“Carrying Coals to Newcastle.” Exactly what do I mean by that? Well, it may be a slightly obscure reference for many, but Newcastle was a major coal producing area of England. Therefore trying to import and sell coal there would have been a futile effort. But back to that in a moment.
For those who have known me for a while, my interest in the accurate reproduction of pieces of period jewelry and accessories comes as no great surprise. I have always been interested in history, and with a Masters in Anthropology with a specialization in Archaeology, accuracy seemed like a natural thing. I know that my art teachers were often confounded by my unusual questions and projects. Fortunately for me they were mostly concerned with me learning specific techniques and not with what I actually made. And many years later I am still working on adding new, and very interesting, items to my shop collection.
Since I actually make my living making historically accurate items that people want, I obviously listen to my customers about what they would like to see in my shop.
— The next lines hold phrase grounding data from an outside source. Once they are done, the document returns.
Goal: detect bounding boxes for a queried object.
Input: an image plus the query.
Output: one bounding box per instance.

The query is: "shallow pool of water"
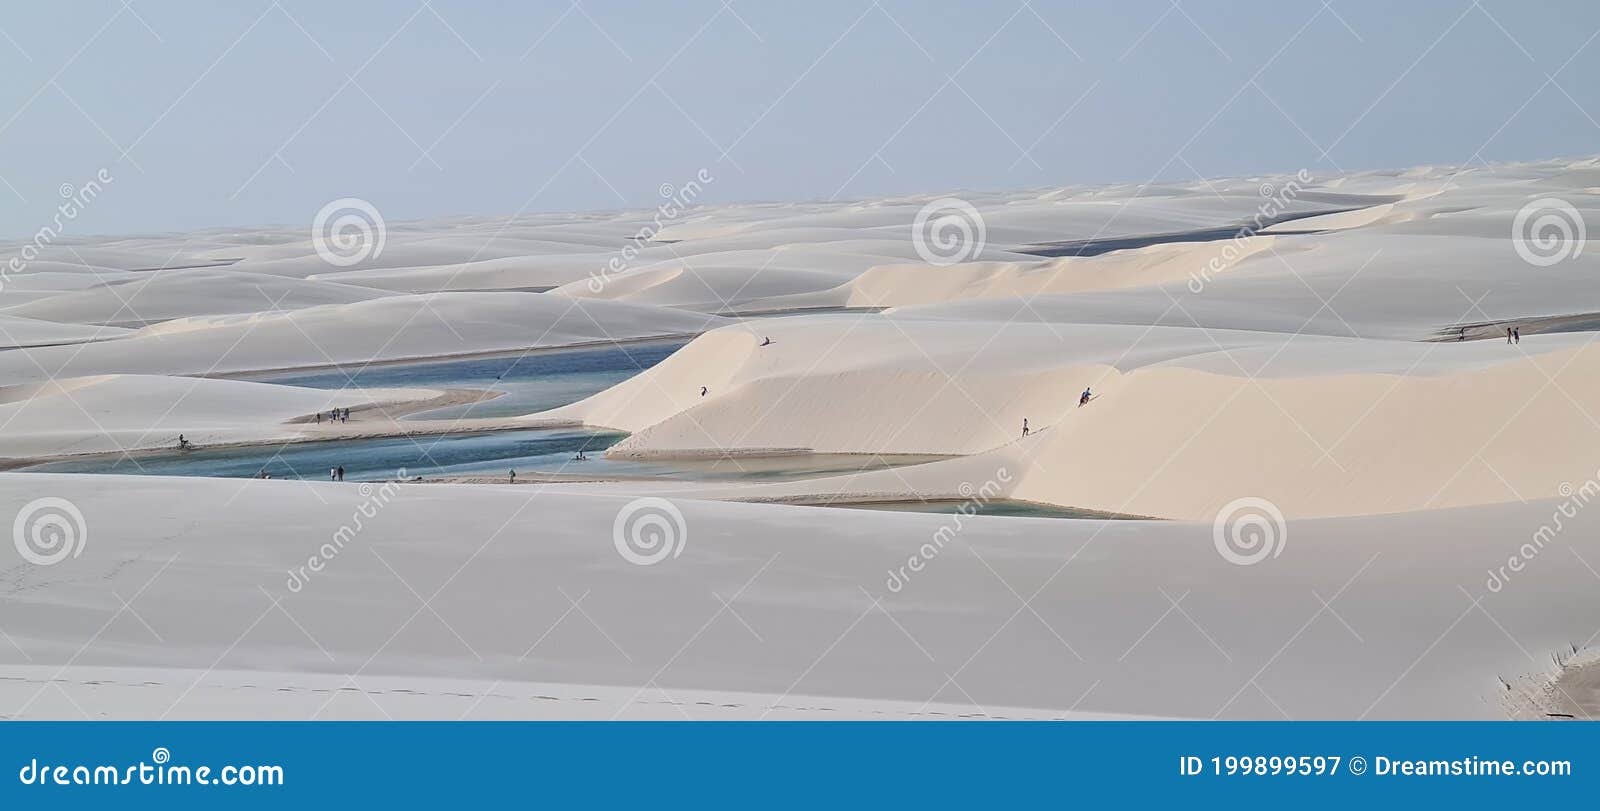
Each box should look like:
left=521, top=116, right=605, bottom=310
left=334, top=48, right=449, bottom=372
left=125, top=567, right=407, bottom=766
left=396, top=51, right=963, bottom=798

Sometimes that feedback is very direct, emails, and people who actually walk into my shop and make requests. Other times people “vote” with their wallets, and I have to admit some of those “votes” over the years have really made me smile.
And some of that “voting with their wallets” is why hubby and I have discussed “Carrying Coals to Newcastle”. It would never have occurred to either of us that the items that I sell might not be available in the countries in which they were originally made. One of the first of those sales was the lady from Sweden who purchased my reproduction of a key from the Swedish National Museum. As a reenactor she wanted a key that was as close as possible to the original one in the museum. All she could find in Sweden was “charm” sized keys. Mine is within a millimeter of the size of the original.
And then there was the gentleman from Norway who bought one of my plain cast silver Thor’s hammers. He wanted a plain, solid silver Thor’s hammer, and had not been able to find one.
And the lady from Greece who purchased a batch of my brass fibulae and was totally delighted when she received them – Carrying Fibulae to Athens?
And the dozens of batches of dress pins that I have shipped all over Europe, including to a British TV production studio. Really? No one there makes these?
At Potrero War, a gentleman that I see at several events every year informed me that he loves my stuff, but that he is always amazed at how little stock I have in my shop. Really? I will admit, it is not your typical crowded and cluttered shop, but that made me wonder. Just how many separate items do I usually have in my shop (not counting backstock)? And because it was a new shop layout, and I had taken good pictures, I was able to count! Over 523 separate items, with a pair counted as one, and ranging in size from individual bronze buttons to knights chains, and Viking swags to Medieval spindle whorls, and with absolutely no attempt made to count the hundreds of glass topped veil pins. That will just have to be good enough…for now.